Friday, October 23, 2009

Anxiously UnEngaged

September 25th, I met Sam. Our first date was one week later-October 2nd. We were engaged 10 days later. And about ten hours ago he informed me that we are not at all right for each other and that he doesn't really believe we have a connection...

and there it ended.

What can I say? .....I'm completely crushed.
I didn't think I could get hurt any worse than I've already been.

.....I stand corrected.

I'm so tired of building my life only to get it torn down.

I don't want advice. I don't want to talk about it. Honestly, I don't really feel like existing right now. I don't feel like anything right now. I don't want to be or do anything. I see very little merit in anything, despite my logical brain's insistence that some things are still okay.

I realize just how depressed and depressing this sounds. That is with very good reason...because I am very very depressed. Once again....collapsing on myself like a dying star.


I don't know if I could survive another one of these.

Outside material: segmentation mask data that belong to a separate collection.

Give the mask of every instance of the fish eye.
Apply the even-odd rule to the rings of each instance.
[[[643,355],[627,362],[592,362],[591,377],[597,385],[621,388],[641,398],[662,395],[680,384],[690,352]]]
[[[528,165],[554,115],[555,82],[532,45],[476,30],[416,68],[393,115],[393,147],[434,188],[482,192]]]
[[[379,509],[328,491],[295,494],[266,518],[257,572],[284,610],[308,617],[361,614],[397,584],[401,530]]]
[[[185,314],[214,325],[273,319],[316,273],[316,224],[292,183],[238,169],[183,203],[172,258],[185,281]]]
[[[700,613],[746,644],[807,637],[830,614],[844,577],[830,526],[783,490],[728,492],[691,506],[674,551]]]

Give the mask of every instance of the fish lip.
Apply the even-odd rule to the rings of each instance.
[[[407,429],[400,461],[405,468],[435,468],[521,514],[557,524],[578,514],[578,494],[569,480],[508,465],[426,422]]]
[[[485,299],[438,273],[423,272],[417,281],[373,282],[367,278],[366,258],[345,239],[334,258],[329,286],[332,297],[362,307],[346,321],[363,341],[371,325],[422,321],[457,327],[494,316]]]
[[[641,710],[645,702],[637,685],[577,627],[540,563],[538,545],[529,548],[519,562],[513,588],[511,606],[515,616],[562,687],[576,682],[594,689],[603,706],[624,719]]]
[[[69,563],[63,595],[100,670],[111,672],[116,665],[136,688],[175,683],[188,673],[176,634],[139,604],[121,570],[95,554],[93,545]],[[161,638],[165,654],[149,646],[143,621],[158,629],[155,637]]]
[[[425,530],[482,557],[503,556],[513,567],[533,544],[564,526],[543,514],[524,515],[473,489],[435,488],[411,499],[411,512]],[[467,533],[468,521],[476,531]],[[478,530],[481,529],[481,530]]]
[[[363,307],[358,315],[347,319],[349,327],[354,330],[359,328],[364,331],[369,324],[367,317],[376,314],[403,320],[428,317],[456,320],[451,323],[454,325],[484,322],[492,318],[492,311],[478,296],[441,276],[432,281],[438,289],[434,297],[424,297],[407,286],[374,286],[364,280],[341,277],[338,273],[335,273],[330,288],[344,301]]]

...That's what I say every time. ...but somehow I survive long enough for someone better to show up and more effectively break my heart. The more amazing they are, the more efficient they get at that. I wish I could just call them jerks...but few really are...most are just poor fools like me. They irk me and make me cry...and I love them and pity them.



What a horrible day.


...and to clarify....this rant requires no comments....but I wouldn't remove your right to give them freely, if you so desire.

3 comments:

Krista said...

Just so you know...we love you. Hang in there.

Cristina said...

I just want to give you a great big hug right now. Love you, honey!
>--------hug--------<

beckaboots said...

I hope this hard time will pass quickly for you. I'm sorry you're having so many low points. <3 you.